Takahiro Shiraishi “Pembunuh Twitter” Divonis Hukuman Mati, Rayu Korban Depresi Untuk Rela Dibunuh

Pembunuh Twitter
Terpidana Takahiro Shiraishi (detail/ist)

DETAIL.ID, Tokyo – Takahiro Shiraishi, yang dijuluki “Pembunuh Twitter”, ditangkap pada 2017 setelah sejumlah potongan tubuh ditemukan di apartemennya. Kini ia harus menerima hukuman yang telah dijatuhkan padanya.

Seorang pria Jepang yang membunuh sembilan orang usai menghubungi korban di Twitter dijatuhi hukuman mati. Insiden tersebut merupakan kasus tingkat tinggi yang menggemparkan publik Jepang.

Pria 30 tahun itu mengakui membunuh dan memutilasi korbannya, yang kebanyakan merupakan perempuan muda yang dia kenal melalui Twitter.

Pembunuhan berantai itu memicu perdebatan bagaimana bunuh diri dibahas di dunia maya.

Dikutip dari BBC, Rabu 16 Desember 2020, lebih dari 400 orang menyaksikan vonis tersebut pada Selasa, walaupun pengadilan hanya menyediakan 16 kursi untuk masyarakat umum, seperti dilaporkan media lokal.

Dukungan masyarakat Jepang terhadap hukuman mati cukup tinggi. Jepang salah satu negara maju yang mempertahankan hukuman mati.

Shiraishi menggunakan Twitter untuk merayu para perempuan depresi dan berkeinginan bunuh diri untuk datang ke rumahnya, mengatakan dia bisa membantu mereka mati, dan dalam beberapa kasus dia mengaku akan bunuh diri bersama para perempuan tersebut.

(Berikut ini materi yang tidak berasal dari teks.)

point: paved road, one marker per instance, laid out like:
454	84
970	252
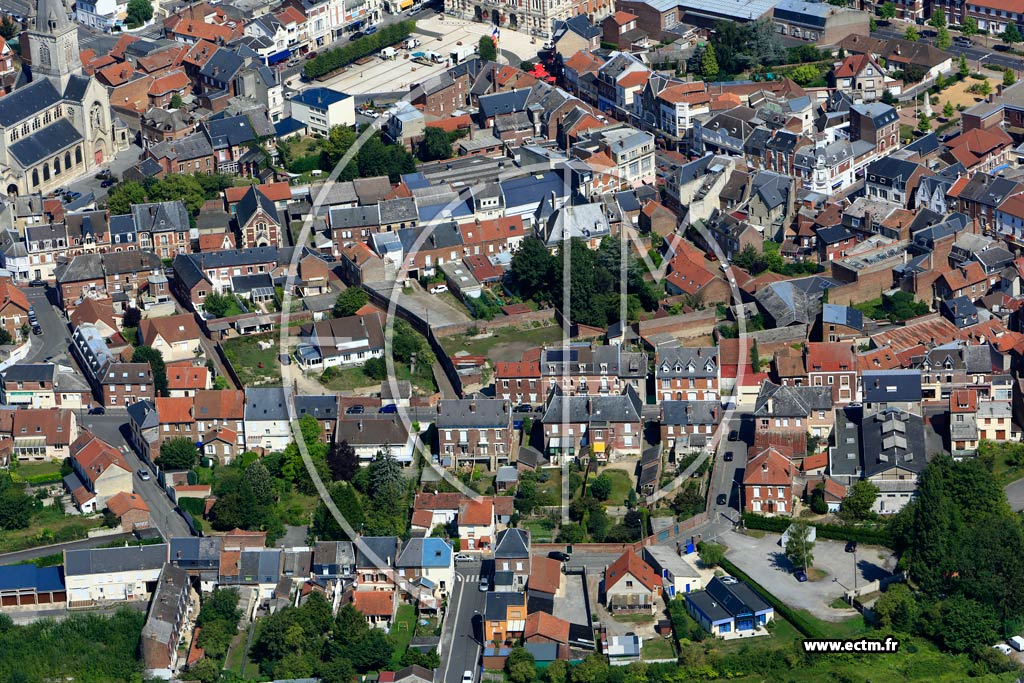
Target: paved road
163	513
41	551
461	632
978	53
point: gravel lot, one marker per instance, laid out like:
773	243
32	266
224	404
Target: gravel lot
764	560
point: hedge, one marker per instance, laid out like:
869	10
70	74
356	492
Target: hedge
800	622
329	60
870	536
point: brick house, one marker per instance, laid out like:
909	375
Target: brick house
768	483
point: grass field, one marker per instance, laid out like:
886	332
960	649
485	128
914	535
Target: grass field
254	366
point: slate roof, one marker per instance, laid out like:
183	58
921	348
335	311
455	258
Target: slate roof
45	142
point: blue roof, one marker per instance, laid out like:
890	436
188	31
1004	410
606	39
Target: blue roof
436	553
287	126
43	580
320	97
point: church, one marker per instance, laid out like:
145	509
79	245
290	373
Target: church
55	125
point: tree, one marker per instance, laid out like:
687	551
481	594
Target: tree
520	666
177	454
342	461
435	144
600	487
1012	35
121	197
156	360
712	554
858	503
217	304
799	547
349	301
138	12
897	609
709	63
487	50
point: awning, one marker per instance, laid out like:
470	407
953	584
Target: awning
279	56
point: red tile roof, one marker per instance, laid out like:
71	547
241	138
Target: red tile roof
631	564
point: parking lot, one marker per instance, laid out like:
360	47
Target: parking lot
764	560
436	35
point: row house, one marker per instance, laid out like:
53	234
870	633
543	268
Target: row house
600	426
687	373
474	431
591	369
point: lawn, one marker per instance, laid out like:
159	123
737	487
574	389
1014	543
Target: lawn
505	344
657	648
253	365
401	633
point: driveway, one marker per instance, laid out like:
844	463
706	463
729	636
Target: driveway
764	560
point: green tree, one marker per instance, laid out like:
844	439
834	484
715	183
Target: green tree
486	48
709	63
138	12
520	666
799	547
600	487
177	454
435	144
349	301
1012	35
156	360
712	554
897	609
121	197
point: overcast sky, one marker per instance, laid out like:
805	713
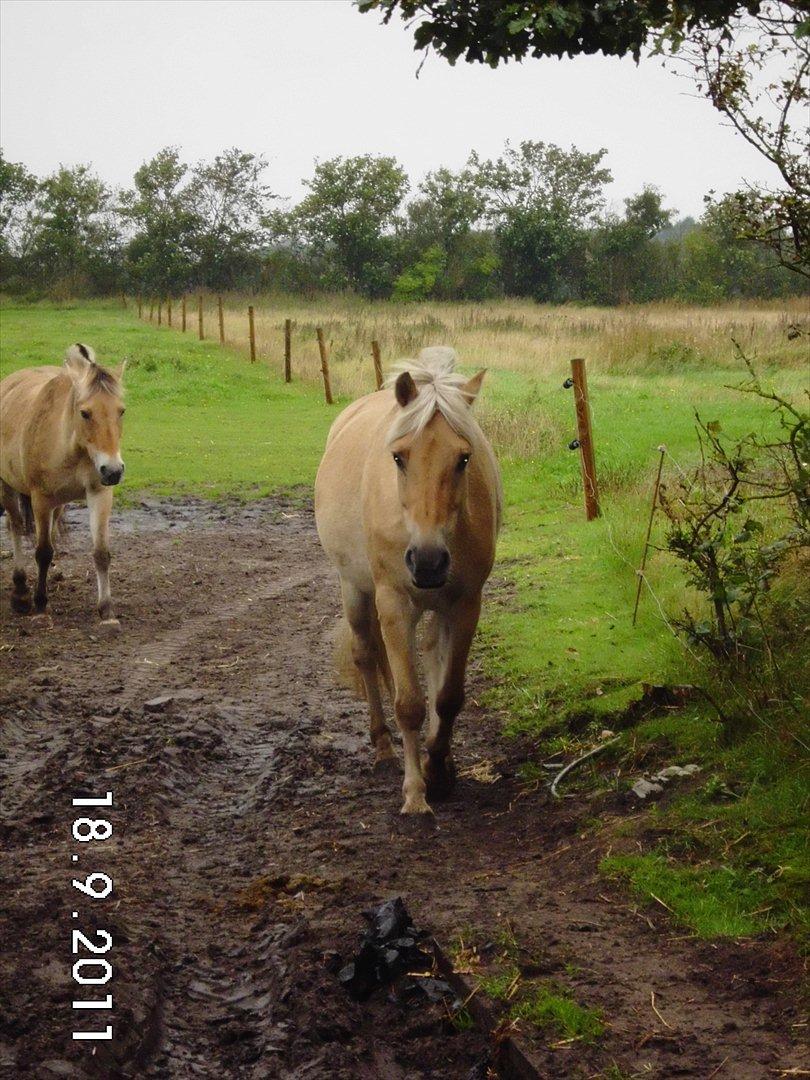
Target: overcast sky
112	81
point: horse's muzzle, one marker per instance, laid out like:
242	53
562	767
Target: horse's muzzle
428	566
111	474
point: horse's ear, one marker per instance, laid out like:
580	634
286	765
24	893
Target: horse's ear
471	388
405	389
78	360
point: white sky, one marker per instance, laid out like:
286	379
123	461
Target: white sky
112	81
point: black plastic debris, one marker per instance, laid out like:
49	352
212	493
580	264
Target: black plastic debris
390	952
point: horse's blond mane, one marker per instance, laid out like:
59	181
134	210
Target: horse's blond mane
95	377
439	387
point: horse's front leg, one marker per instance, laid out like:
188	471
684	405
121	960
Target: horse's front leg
43	552
21	597
454	638
100	507
397	622
358	607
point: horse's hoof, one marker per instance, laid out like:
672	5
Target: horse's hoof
385	764
416	805
22	605
440	777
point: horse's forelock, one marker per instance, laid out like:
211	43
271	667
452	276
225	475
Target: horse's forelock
439	390
98	379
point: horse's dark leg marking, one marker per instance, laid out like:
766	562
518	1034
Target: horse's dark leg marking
103	558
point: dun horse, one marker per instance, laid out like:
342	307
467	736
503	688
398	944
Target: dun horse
408	505
59	435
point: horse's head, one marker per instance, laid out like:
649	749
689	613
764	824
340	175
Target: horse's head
98	412
431	450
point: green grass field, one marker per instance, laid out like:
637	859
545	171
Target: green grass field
202	419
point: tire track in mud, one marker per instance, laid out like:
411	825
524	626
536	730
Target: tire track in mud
251	832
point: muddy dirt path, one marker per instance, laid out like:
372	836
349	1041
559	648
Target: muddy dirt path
250	833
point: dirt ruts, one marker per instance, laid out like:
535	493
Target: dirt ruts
250	832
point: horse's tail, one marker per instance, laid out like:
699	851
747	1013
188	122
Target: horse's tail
345	666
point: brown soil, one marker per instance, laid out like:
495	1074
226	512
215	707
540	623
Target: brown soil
250	834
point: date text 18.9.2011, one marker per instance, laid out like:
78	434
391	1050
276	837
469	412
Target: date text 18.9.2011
93	967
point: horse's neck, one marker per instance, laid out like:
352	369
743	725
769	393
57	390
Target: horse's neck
63	412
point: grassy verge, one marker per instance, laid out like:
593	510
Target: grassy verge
565	659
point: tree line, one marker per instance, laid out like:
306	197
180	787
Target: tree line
532	221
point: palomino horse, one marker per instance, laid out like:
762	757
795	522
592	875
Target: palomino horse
408	505
59	435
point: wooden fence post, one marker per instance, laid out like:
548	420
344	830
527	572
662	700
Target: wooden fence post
377	364
324	366
252	331
585	439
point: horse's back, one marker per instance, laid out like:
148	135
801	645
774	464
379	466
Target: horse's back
339	484
22	406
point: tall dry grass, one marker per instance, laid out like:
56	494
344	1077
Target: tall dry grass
514	335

Kantor berita Kyodo mengutip dakwaan melaporkan, dia mencekik dan memutilasi delapan perempuan dan satu laki-laki berusia 15 sampai 26 tahun antara Agustus dan Oktober 2017.

Hukuman yang Layak

Pembunuhan berantai ini mulai terbongkar pada upacara Halloween 2017 ketika polisi menemukan potongan tubuh di apartemen Shiraishi di kota Zama, dekat Tokyo, saat mereka mencari perempuan 23 tahun yang hilang, yang ternyata menjadi salah satu korban Shiraishi.

Setelah perempuan 23 tahun tersebut hilang, kakaknya membuka akun Twitternya dan melaporkan ke polisi tentang adanya hal mencurigakan. Laporan itu membuat polisi mendatangi tempat tinggal Shiraishi pada 31 Oktober 2017 pagi seperti dilansir merdeka.

Media Jepang menyebutnya “rumah horor” setelah penyelidik menemukan sembilan kepala bersama dengan sejumlah besar tulang lengan dan kaki yang disimpan dalam pendingin dan kotak perkakas.

Saat jaksa menuntut hukuman mati untuk Shiraishi, pengacaranya menyatakan kliennya bersalah atas tuduhan yang lebih rendah yaitu “pembunuhan dengan persetujuan”, mengklaim korbannya telah memberikan izin untuk dibunuh.

Dampak Kasus

Shiraishi kemudian membantah tim kuasa hukumnya dan mengaku membunuh tanpa persetujuan korban.

Pada Selasa, Hakim Naokuni Yano, yang memberikan putusan, menyebut kejahatan tersebut “licik dan kejam”, dan menyatakan terdakwa “bertanggung jawab penuh” atas tindakannya.

“Tak satu pun dari sembilan korban setuju untuk dibunuh, termasuk persetujuan diam-diam,” jelas hakim, dikutip dari NHK.

“Sungguh sangat menyedihkan bahwa nyawa sembilan anak muda diambil. Martabat para korban diinjak-injak,” lanjutnya.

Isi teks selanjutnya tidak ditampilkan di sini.